Modern Mismatch and Health Risks
Jablonski’s research extends into the present day, examining what happens when people live in UV environments their skin didn’t evolve for. When dark-skinned populations migrate to high-latitude regions with weak sunlight, they face a higher risk of vitamin D deficiency because their melanin-rich skin blocks too much of the limited UV available. When light-skinned populations move to tropical regions or spend long hours in intense sun, they face elevated risks of UV damage, including skin cancer, because their skin lacks sufficient melanin protection.
Indoor lifestyles compound this problem. Even people living near the equator can become vitamin D deficient if they spend most of their time inside, shielded from sunlight. Jablonski views these mismatches between ancestral skin pigmentation and current environment as significant but underappreciated public health concerns. Her work emphasizes that the evolution of skin pigmentation was shaped by genetic, environmental, and cultural variables interacting over hundreds of thousands of years, and understanding that history has real implications for health today.
Challenging the Biological Concept of Race
A major thread running through Jablonski’s work is dismantling the idea that skin color reflects distinct biological races. Genomic analysis of diverse human DNA has shown that racial and ethnic classifications based on skin color have no biological basis. They are socially constructed categories. Yet these classifications persist in census systems, medical research frameworks, and everyday assumptions about human difference.
Jablonski has argued that the scientific systems built on racial classifications never reflected actual biological diversity. Instead, they reflected the cultural institutions and economic systems of the societies that created them. Her evolutionary research provides a clear alternative explanation: skin color is a continuous gradient shaped by UV exposure over generations, not a set of discrete categories that divide humanity into fundamentally different groups.
Education and Outreach
Beyond the lab, Jablonski has invested in translating her research into educational tools. She co-developed the “Finding Your Roots” curriculum, a program designed to spark interest in science by inviting students to explore their own genetic ancestry and genealogy. The curriculum was built by a team of historians, biologists, geneticists, anthropologists, and educators, and it aligns with Next Generation Science Standards.

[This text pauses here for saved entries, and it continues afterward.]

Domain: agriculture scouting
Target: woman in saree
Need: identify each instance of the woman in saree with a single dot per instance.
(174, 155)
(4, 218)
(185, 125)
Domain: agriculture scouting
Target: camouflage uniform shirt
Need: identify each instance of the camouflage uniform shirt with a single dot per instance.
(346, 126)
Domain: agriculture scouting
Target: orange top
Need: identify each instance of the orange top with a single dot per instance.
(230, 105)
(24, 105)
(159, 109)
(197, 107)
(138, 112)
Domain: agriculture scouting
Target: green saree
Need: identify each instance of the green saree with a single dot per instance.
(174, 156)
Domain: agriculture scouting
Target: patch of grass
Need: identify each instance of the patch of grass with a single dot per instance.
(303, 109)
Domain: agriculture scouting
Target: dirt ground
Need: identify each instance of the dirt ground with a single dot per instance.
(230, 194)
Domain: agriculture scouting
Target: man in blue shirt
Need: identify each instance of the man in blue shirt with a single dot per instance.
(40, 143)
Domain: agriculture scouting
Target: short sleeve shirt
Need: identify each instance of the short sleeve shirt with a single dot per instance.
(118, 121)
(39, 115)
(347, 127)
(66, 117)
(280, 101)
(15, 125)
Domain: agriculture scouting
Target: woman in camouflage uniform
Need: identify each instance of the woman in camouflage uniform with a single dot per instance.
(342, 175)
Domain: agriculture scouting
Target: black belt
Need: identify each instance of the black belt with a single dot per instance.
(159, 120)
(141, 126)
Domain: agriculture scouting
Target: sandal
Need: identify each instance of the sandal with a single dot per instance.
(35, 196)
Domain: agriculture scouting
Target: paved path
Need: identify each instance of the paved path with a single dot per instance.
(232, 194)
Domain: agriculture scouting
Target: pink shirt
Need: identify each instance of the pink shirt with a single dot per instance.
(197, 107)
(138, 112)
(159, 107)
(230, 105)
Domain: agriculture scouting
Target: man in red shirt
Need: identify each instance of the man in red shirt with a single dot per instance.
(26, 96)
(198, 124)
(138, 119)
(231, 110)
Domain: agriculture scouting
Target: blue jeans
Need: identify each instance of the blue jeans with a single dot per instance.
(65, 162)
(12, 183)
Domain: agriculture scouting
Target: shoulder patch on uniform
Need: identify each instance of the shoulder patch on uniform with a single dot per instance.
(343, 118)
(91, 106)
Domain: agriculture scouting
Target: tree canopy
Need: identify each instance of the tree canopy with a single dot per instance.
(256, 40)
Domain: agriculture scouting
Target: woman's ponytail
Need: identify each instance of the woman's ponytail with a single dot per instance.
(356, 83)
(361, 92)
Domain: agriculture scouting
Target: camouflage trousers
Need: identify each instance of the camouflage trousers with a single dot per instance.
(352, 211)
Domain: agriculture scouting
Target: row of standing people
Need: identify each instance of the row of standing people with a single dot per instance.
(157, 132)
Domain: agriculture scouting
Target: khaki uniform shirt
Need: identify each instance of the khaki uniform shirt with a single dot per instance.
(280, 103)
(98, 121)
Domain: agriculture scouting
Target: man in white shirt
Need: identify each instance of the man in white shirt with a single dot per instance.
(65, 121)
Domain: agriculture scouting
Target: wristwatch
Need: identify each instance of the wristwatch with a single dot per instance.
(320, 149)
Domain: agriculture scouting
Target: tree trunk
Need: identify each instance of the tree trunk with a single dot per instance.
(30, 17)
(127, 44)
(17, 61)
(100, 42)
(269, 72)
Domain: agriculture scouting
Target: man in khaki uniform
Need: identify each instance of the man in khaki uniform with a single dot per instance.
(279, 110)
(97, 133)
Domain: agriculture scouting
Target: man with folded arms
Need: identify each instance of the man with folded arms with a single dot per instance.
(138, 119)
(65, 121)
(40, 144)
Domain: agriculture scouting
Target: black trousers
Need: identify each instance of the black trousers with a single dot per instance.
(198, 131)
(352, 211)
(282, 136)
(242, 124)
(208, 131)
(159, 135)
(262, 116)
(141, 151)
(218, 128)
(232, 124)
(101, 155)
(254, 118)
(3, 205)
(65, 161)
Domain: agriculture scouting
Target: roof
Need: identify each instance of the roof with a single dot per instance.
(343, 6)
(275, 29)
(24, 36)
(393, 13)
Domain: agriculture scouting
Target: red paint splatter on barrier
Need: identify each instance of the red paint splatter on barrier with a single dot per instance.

The program currently runs summer camps primarily for underrepresented minorities and disadvantaged learners of middle school age, led by researchers at Penn State. A parallel effort develops personalized genetics and genealogy modules for undergraduate biology courses at historically Black colleges and universities. The underlying hypothesis is straightforward: students become more engaged with science when the subject is themselves. Practical and ethical considerations of using personal DNA testing with young learners have been a formal part of this research, reflecting Jablonski’s awareness that the social dimensions of human variation require as much care as the biological ones.